Managers are drawn in many directions daily. Emails, complaints and petty personnel issues have a way of sucking up any time that would otherwise be productive. If you take the time to put out all of the fires that pop up during a given day, you will never get any work done. Instead, prioritizing tasks is the way to go.
Fortunately, prioritizing tasks is a skill anyone can learn. Successful managers understand that their time is limited, so without priorities, they can become unproductive — or worse, they can burn out. The following information addresses the importance of prioritizing tasks and how to do it.
Agendas Are Your Friends
One way of prioritizing tasks is to make a daily agenda. Agendas need not be formal documents. In fact, many managers find formal agendas tedious, making them the wrong tool for the job. Researchers David Barry, Catherine Durne Cramton and Stephen J. Carroll, writing for Academy of Management’s Perspectives column, point out that “Finely articulated and prioritized agendas are useful for some kinds of jobs and conditions, while flexible agendas that are prioritized by theme are more appropriate for others.” Finding the right kind of agenda is largely a matter of trial and error, but there are some techniques for determining the right direction.
Lifehacker lists a variety of strategies for prioritizing tasks. Among these are strategies for determining what is important and what is extraneous distraction. Their first suggestion is to ask your boss. Barry et al go on to say, “at work, you can lean in and tell your boss that you really need their help.” Sometimes this means swallowing a bit of pride, but the ultimate goal is better productivity. What boss would not consider that worth his or her time?
Being the Boss
Sometimes, though, you are the boss, and others are coming to you to get help with prioritization. What to do then? Lifehacker suggests first realizing that not everything is equally important. There are tasks that need doing immediately, and there are others that can wait. Moreover, there are even tasks you should avoid altogether.

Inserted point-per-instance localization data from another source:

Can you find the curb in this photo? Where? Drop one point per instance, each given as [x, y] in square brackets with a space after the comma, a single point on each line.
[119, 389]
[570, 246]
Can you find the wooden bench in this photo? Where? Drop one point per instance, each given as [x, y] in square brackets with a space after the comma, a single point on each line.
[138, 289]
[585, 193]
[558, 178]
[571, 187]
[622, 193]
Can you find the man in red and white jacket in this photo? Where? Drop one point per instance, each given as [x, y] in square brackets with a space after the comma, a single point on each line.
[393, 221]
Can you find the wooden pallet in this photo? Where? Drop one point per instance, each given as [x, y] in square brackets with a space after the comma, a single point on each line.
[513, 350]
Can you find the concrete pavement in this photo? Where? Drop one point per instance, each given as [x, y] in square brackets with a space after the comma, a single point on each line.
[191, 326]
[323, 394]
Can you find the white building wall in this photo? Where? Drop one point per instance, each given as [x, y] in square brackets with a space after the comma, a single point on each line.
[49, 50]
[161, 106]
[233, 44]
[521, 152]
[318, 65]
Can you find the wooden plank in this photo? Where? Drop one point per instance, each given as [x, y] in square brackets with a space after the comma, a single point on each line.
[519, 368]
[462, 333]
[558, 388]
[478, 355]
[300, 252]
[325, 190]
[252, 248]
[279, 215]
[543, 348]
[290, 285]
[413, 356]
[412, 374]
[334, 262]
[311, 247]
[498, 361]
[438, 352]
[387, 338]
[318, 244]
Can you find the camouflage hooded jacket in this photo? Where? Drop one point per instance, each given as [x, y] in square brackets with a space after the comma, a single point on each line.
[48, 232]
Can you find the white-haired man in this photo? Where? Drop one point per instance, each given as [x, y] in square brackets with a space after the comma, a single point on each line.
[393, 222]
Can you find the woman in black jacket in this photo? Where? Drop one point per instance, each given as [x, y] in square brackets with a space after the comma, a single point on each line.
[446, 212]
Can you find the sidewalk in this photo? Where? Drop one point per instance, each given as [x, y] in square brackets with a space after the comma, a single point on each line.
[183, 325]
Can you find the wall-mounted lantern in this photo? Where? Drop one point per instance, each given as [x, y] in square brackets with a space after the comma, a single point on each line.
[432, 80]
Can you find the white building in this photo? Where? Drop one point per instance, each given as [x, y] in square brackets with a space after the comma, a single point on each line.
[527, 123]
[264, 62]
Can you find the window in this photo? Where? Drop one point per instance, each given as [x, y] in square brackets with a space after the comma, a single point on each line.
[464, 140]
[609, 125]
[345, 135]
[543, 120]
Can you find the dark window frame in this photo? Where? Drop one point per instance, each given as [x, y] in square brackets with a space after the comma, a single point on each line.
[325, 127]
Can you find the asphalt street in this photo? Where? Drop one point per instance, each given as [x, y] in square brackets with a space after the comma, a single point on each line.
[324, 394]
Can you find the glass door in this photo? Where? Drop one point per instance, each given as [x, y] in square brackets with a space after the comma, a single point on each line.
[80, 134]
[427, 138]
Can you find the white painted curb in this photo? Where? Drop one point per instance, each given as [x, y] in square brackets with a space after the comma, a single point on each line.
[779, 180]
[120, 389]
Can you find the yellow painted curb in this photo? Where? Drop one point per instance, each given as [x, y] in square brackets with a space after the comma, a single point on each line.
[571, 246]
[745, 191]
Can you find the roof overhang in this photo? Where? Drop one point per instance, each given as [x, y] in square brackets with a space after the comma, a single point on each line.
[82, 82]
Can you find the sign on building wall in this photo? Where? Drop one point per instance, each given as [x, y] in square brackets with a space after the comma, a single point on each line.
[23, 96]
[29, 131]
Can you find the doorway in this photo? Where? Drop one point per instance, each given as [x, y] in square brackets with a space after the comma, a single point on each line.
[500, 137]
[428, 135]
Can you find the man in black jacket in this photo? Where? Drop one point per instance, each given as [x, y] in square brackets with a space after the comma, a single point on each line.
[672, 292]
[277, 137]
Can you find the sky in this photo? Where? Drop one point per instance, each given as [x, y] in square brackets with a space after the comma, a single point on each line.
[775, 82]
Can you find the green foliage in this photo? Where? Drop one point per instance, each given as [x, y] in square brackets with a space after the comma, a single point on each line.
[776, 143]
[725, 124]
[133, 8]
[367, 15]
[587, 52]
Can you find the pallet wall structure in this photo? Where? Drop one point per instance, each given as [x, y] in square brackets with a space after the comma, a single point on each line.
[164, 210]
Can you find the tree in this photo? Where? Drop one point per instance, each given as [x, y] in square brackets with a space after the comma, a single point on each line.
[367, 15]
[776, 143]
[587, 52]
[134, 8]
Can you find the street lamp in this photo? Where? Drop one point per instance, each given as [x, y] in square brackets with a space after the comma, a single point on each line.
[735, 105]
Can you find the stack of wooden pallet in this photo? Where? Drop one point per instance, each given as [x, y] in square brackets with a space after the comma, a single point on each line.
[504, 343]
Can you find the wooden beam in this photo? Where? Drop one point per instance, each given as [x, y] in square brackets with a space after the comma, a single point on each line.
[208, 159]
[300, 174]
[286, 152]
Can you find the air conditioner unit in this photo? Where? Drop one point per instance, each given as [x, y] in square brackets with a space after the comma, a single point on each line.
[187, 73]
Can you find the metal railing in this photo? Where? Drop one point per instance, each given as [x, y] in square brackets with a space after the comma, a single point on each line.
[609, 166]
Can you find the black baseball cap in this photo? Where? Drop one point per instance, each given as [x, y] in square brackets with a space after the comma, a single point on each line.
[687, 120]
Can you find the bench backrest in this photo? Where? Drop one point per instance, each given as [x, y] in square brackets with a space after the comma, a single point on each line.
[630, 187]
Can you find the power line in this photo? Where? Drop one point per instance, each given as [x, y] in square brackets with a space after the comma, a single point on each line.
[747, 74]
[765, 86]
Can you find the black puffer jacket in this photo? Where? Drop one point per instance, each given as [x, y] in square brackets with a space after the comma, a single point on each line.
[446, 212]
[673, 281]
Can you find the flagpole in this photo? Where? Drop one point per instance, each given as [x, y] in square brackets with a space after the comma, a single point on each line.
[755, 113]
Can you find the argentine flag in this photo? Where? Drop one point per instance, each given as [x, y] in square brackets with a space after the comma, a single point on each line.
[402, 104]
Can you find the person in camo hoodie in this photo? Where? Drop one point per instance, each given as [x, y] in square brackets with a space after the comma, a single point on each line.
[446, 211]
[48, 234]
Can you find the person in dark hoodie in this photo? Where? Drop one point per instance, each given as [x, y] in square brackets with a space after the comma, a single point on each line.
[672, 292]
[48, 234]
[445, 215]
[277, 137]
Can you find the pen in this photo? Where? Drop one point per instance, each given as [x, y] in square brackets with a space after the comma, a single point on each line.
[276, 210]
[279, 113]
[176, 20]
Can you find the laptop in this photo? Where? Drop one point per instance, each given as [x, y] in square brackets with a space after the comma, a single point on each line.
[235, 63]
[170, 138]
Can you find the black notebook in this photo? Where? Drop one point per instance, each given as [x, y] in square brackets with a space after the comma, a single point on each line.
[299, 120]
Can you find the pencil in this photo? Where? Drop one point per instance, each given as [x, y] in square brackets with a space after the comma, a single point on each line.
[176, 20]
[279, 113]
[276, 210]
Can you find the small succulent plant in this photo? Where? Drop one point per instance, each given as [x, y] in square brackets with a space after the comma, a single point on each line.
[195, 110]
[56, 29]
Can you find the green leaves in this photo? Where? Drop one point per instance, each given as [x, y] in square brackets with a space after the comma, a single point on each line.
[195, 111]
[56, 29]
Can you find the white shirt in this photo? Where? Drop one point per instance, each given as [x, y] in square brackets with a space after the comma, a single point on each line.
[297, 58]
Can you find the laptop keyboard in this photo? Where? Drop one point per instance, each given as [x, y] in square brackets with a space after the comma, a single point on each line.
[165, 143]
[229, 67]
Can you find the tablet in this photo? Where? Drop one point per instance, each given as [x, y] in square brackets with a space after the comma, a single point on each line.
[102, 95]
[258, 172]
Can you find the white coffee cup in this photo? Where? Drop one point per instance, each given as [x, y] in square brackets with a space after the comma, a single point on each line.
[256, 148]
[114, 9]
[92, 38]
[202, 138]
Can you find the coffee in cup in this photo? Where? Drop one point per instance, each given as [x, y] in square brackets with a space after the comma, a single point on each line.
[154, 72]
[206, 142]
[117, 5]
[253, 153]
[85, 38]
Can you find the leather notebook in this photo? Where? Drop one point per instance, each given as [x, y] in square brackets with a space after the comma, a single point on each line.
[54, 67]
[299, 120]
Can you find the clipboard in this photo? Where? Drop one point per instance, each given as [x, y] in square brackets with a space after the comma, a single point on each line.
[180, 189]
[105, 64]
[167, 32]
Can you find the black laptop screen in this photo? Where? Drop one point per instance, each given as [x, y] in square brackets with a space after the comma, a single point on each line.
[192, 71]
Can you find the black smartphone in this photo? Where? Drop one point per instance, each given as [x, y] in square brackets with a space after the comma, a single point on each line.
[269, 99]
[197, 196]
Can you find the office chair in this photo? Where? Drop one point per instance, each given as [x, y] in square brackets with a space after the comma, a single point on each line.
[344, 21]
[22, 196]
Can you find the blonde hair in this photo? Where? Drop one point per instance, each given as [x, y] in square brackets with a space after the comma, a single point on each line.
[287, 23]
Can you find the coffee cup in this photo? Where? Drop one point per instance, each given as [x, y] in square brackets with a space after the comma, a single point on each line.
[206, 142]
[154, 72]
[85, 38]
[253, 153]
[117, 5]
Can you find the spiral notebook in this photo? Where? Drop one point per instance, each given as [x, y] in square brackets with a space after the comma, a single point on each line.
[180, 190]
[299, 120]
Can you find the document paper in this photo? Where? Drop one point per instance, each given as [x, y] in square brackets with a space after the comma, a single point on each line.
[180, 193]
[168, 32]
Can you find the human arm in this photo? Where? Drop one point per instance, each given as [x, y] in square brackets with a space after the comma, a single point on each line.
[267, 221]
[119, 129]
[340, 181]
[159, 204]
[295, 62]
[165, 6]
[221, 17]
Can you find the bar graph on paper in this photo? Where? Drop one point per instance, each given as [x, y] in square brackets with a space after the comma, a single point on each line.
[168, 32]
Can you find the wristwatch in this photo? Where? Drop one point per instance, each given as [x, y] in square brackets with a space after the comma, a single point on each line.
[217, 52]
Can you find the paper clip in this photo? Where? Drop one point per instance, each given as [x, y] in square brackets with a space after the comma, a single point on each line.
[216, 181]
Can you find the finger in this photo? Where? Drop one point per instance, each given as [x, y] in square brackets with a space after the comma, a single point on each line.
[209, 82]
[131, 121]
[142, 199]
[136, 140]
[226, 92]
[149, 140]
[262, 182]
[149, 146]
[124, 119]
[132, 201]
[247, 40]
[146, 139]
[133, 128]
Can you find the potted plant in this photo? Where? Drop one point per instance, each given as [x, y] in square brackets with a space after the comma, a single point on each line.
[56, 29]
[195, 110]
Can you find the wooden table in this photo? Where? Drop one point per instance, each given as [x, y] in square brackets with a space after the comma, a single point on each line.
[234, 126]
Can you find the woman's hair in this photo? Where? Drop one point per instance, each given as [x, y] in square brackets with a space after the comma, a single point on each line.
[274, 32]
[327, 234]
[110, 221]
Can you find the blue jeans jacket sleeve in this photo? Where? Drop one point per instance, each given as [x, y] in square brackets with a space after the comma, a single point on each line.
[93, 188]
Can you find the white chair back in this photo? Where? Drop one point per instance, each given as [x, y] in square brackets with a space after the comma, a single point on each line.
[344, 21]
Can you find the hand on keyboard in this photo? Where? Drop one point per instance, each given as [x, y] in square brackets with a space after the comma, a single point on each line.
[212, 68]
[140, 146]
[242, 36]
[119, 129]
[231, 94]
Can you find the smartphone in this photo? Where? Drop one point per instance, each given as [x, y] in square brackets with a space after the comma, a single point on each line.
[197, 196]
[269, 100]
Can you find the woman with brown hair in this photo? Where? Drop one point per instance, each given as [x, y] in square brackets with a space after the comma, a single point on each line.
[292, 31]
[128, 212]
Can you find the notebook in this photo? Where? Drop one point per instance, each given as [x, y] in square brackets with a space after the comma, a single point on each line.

Leadership expert Dan Rockwell suggests that you “Ignore things or [avoid wasting] your leadership on things that don’t matter.” Many of the things he lists as time-wasters have to do with petty office politics. Insults and people who say “I told you so” are some of the more obvious distractions, but Rockwell also stresses that you should avoid “counsel from advisors that don’t ask questions. They’re uninformed, misinformed, or close minded.” One caveat he raises, though, is that “Sometimes wise counsel sounds stupid. When people with a proven track record sound stupid, listen again. Ask questions.” Don’t become the counsel that does not ask questions.
Systems of Prioritizing Tasks
Because distractions are such a nuisance, and because prioritizing tasks is so important, there are entire readymade systems of prioritizing. One of these is Getting Things Done, or GTD for short. Allen Henry, writing for Lifehacker, elucidates the advantage of GTD: “it emphasizes getting your to-dos out of your head and into some system that will help you work.” Rather than taking up precious brain power keeping all your tasks in mind, writing them down frees your mind to focus on the task at hand.
Whatever your approach, prioritizing tasks is a skill all managers will need. The benefits of prioritization are numerous, from increased productivity to reduced stress. If everyone understands what is important to a business and what can fall to the wayside, they can work as a team to get things done.